I am running a Apache2 Ubuntu server which serves the API request from mobile apps.
Recently I am facing a bottleneck that when the request getting higher (more concurrent users), the request response is getting slow. Previously ~1 or 2 seconds will do, but once the concurrent users increase (at certain peak hour), it can delay up to 10 seconds or more, even-though the server load, CPU and Memory remains very low.
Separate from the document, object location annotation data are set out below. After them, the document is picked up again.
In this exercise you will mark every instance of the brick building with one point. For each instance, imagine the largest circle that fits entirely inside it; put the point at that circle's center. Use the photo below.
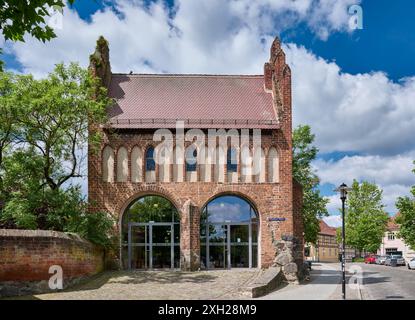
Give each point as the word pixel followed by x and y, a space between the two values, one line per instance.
pixel 225 209
pixel 326 249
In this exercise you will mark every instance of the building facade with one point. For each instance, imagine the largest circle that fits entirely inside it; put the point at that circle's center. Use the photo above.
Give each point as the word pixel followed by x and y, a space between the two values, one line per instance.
pixel 326 248
pixel 201 200
pixel 392 244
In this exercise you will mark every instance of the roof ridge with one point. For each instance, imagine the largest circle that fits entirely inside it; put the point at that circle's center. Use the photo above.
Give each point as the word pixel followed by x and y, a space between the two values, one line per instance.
pixel 186 75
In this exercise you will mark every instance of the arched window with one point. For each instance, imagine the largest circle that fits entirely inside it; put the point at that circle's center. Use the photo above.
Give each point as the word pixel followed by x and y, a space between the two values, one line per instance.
pixel 232 160
pixel 259 165
pixel 108 164
pixel 191 164
pixel 220 164
pixel 232 165
pixel 246 164
pixel 206 167
pixel 273 166
pixel 178 164
pixel 122 165
pixel 164 161
pixel 229 233
pixel 150 165
pixel 136 165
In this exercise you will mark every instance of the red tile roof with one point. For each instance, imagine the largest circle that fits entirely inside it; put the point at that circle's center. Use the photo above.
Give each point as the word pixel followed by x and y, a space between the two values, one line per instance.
pixel 392 225
pixel 326 229
pixel 202 101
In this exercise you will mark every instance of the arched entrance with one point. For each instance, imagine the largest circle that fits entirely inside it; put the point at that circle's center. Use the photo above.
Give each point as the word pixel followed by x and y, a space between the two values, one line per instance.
pixel 229 233
pixel 150 235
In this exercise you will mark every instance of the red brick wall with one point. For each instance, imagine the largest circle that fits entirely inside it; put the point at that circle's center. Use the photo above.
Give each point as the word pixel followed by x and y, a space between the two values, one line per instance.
pixel 26 255
pixel 298 221
pixel 270 199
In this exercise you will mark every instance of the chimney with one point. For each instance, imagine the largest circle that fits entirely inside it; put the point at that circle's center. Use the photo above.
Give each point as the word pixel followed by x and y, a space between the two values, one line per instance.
pixel 99 62
pixel 275 65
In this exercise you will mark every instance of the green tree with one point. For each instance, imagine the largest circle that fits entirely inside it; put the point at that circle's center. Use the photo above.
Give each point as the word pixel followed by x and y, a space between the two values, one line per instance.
pixel 365 219
pixel 8 115
pixel 42 136
pixel 314 205
pixel 20 17
pixel 54 117
pixel 406 218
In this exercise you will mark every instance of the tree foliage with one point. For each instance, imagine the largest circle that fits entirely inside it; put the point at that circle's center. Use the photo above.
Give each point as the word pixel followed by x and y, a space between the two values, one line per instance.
pixel 365 219
pixel 406 218
pixel 314 205
pixel 43 131
pixel 20 17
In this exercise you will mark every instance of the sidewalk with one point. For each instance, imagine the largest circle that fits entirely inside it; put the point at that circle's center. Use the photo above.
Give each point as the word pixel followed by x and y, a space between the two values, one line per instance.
pixel 324 284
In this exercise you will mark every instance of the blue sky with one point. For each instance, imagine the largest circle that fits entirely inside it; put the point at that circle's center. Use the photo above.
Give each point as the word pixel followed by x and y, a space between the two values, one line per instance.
pixel 356 88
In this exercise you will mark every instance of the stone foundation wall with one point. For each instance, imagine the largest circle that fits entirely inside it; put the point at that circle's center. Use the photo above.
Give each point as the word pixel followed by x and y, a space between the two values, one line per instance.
pixel 27 255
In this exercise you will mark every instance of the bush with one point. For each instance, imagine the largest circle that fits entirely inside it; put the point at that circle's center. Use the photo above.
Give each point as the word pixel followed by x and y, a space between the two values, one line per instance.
pixel 358 259
pixel 59 210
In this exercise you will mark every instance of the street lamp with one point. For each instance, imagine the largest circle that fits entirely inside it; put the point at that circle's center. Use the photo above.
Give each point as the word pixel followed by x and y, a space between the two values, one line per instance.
pixel 343 195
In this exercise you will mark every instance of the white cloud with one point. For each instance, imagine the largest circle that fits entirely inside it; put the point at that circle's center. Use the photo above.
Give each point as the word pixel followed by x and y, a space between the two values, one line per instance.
pixel 363 112
pixel 392 174
pixel 333 221
pixel 383 170
pixel 211 36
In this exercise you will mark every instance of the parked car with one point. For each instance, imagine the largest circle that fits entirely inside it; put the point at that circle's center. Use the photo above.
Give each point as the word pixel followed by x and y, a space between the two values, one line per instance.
pixel 395 260
pixel 370 259
pixel 411 264
pixel 380 259
pixel 389 262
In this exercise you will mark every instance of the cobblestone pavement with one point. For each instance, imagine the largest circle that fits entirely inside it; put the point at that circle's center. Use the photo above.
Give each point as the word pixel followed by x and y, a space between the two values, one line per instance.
pixel 157 285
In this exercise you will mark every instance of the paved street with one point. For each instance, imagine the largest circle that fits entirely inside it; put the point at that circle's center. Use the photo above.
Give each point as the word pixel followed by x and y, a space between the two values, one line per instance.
pixel 157 285
pixel 383 282
pixel 378 282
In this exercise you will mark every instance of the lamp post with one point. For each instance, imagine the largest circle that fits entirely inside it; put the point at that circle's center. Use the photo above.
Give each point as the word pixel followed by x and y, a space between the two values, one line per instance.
pixel 343 195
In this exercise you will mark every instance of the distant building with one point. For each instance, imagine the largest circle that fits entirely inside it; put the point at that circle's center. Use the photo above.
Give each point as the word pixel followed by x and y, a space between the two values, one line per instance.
pixel 326 249
pixel 392 244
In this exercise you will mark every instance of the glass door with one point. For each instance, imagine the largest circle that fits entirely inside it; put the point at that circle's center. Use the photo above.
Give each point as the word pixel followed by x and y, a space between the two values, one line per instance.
pixel 153 245
pixel 162 249
pixel 240 246
pixel 138 246
pixel 217 246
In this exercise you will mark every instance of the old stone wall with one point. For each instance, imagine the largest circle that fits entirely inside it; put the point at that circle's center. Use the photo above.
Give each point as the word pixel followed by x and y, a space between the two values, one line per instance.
pixel 27 255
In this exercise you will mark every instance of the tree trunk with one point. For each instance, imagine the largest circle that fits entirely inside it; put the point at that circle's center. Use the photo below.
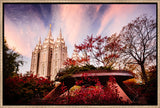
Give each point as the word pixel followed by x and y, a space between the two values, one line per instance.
pixel 144 76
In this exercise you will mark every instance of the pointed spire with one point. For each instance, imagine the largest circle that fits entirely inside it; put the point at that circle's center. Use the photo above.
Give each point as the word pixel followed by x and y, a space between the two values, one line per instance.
pixel 50 33
pixel 39 40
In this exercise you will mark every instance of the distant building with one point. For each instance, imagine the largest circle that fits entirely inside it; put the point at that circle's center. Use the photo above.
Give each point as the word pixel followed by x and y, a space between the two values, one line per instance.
pixel 48 58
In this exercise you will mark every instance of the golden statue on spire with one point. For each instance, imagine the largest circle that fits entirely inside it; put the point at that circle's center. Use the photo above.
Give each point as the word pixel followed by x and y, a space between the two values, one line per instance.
pixel 50 26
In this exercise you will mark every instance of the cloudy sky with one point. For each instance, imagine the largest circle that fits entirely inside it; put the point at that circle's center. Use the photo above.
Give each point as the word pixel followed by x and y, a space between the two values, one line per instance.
pixel 25 23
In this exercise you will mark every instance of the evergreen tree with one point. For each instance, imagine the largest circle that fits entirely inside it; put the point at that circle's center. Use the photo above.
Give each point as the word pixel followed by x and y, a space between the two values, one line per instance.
pixel 11 61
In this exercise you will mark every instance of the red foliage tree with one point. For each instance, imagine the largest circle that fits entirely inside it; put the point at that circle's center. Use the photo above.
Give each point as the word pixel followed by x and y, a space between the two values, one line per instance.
pixel 100 49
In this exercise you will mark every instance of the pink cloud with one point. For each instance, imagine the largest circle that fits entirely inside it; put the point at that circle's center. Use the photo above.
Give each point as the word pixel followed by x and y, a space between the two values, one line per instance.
pixel 74 21
pixel 120 12
pixel 23 36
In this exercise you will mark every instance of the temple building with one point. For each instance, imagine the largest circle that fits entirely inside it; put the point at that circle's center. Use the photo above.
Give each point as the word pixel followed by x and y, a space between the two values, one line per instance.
pixel 48 57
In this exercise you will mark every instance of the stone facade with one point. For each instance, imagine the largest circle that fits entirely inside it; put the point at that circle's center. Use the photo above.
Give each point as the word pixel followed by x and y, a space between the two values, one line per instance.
pixel 48 58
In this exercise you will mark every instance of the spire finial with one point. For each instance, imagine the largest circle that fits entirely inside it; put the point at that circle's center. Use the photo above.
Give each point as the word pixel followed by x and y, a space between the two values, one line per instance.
pixel 39 40
pixel 50 26
pixel 60 33
pixel 49 34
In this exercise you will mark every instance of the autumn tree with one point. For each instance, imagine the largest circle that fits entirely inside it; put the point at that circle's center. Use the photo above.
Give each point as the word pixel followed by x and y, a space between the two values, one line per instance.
pixel 138 42
pixel 101 50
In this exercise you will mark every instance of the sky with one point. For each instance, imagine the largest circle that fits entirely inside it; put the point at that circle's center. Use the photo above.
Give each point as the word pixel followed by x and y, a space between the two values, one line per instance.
pixel 24 24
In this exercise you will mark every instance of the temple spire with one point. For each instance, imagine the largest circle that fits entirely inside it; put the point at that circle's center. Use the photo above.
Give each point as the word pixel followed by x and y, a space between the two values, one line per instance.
pixel 39 40
pixel 60 34
pixel 50 33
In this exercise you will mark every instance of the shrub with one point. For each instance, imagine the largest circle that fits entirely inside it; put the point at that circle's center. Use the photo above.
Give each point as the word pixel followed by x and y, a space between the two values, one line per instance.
pixel 25 89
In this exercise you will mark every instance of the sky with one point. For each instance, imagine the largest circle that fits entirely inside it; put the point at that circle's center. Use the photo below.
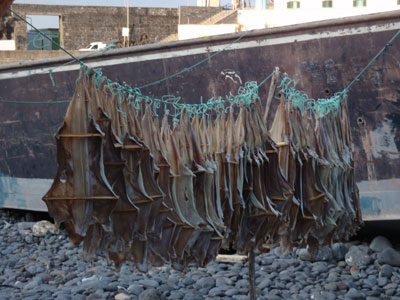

My target is to increase the capability of Apache2 and Ubuntu Server to serve as much concurrent users as possible at lowest response time. The memory and CPU is not a major consideration factor as the VPS specification can be scaled up if it hits the limit. How can I do that?
What I have done so far:
Configure ulimit /etc/security/limits.conf and add the following:
- soft nofile 40000
- hard nofile 40000
- soft nproc 40000
Add the following line to /etc/pam.d/common-session
session required pam_limits.so
Configure Apache2 /etc/apache2/mods-enabled/mpm_prefork.conf
<IfModule mpm_prefork_module> StartServers 20 MinSpareServers 25 MaxSpareServers 100 MaxRequestWorkers 150 MaxConnectionsPerChild 0 MaxClients 8192 MaxRequestsPerChild 0 ServerLimit 8192 </IfModule>
Add the following line to /etc/sysctl.conf
fs.file-max = 2097152
The response time seems to be improved (though some requests still delayed), but not satisfactory as it is still much slower than non-peak hour.